Instead he will tell his audience what it is like trying to like run the department with sprawling responsibilities and the name, DIICCSRTE, that nobody could say.

By the time of Dr Russell's departure, the department had nearly 4000 employees, 23 divisions, 10 agencies, a budget of $18.4 billion and its boss reported to five ministers and two parliamentary secretaries.

But it made sense at the time.

''There was some logic to having it all together and obviously there was management task there because it only makes sense [of] all those divisions and responsibilities,'' he said.

''You can make the whole bigger than the parts, but if everyone just remains in their silos, you really haven't achieved very much.''

But it's less clear how the DIICCSRTE evolved into the structure the Abbott government inherited in September.

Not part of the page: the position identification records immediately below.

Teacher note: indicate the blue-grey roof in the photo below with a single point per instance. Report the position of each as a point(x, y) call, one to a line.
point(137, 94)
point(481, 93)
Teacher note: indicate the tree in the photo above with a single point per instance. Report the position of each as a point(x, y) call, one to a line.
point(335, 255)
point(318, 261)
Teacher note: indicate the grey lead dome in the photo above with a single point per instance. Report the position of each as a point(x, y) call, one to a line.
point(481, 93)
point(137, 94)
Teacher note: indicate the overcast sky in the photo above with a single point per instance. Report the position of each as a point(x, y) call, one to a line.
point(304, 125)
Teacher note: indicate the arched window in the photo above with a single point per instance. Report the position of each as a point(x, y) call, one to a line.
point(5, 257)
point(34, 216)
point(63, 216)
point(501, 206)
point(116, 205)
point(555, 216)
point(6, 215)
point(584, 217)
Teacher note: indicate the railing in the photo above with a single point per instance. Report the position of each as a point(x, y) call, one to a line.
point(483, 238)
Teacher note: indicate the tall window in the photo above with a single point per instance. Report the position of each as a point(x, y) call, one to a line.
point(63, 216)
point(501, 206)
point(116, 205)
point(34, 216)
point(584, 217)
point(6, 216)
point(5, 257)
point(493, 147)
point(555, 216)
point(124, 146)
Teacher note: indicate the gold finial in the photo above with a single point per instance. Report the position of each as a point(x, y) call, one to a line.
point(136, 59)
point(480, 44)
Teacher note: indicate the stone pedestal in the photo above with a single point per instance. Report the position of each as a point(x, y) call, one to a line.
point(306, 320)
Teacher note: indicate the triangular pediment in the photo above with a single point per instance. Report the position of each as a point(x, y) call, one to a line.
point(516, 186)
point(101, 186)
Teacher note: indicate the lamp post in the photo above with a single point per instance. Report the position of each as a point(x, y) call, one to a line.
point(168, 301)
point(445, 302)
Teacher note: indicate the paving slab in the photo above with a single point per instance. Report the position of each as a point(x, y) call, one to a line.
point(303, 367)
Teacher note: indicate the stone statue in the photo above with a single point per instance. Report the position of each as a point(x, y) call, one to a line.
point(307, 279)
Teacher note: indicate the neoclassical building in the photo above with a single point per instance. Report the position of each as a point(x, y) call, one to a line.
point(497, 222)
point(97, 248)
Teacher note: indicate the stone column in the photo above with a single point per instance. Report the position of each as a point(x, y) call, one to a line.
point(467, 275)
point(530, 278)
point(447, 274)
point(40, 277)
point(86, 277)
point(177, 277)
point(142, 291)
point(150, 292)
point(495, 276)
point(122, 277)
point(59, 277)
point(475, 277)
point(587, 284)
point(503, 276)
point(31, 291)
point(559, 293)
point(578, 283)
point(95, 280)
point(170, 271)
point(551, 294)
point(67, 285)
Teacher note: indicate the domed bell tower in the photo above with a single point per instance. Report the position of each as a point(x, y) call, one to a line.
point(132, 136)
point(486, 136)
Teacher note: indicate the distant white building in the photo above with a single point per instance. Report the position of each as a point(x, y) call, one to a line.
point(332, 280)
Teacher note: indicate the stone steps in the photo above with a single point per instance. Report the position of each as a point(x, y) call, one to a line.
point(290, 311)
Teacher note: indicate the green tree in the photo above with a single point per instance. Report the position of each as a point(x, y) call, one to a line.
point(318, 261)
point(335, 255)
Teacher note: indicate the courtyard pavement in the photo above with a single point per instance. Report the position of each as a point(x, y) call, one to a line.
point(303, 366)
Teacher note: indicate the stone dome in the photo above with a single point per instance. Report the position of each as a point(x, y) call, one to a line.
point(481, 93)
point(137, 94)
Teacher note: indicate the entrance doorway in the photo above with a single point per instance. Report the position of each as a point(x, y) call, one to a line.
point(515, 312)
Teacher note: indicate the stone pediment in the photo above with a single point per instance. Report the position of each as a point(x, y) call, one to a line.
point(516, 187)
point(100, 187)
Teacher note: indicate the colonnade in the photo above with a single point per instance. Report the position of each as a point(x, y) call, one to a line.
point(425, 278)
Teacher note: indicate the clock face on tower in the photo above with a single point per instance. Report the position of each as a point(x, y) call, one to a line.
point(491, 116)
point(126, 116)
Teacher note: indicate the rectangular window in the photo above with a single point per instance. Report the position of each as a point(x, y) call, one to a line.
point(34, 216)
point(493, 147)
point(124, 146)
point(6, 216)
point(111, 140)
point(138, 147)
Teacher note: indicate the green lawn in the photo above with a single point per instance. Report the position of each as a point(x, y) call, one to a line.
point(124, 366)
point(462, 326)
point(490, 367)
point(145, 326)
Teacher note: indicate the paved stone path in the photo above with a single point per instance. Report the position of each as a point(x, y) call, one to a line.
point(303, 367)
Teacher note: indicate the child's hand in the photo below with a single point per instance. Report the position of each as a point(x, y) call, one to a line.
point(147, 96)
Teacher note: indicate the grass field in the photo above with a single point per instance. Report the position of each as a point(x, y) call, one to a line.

''There is always decisions about these things, but the Prime Minister makes these decisions and the Prime Minister is advised by the Department of Prime Minister and Cabinet, as you can imagine and PM&C have views about departmental structure because it's their responsibility, really,'' Dr Russell said.

But in hindsight, perhaps that name was not such a great idea.

''We have a tradition in Australia of mentioning all the responsibilities in department's names, largely for benefit of stakeholders. But it does get a bit ridiculous, a nine-letter name for a department,'' Dr Russell said.

He will also have some bad news on Monday for the public service's senior managers; when it comes to executive teams, small is beautiful.

Dr Russell ran DIICCSRTE with just four deputy secretaries, an arrangement that would make some serving departmental bosses blanche.

''It gives you a better chance of running the department as a whole, rather than just the sum of the bits,'' he said.''

Dr Russell will speak at the ANU's Crawford School of Public Policy on Monday at 5.30pm.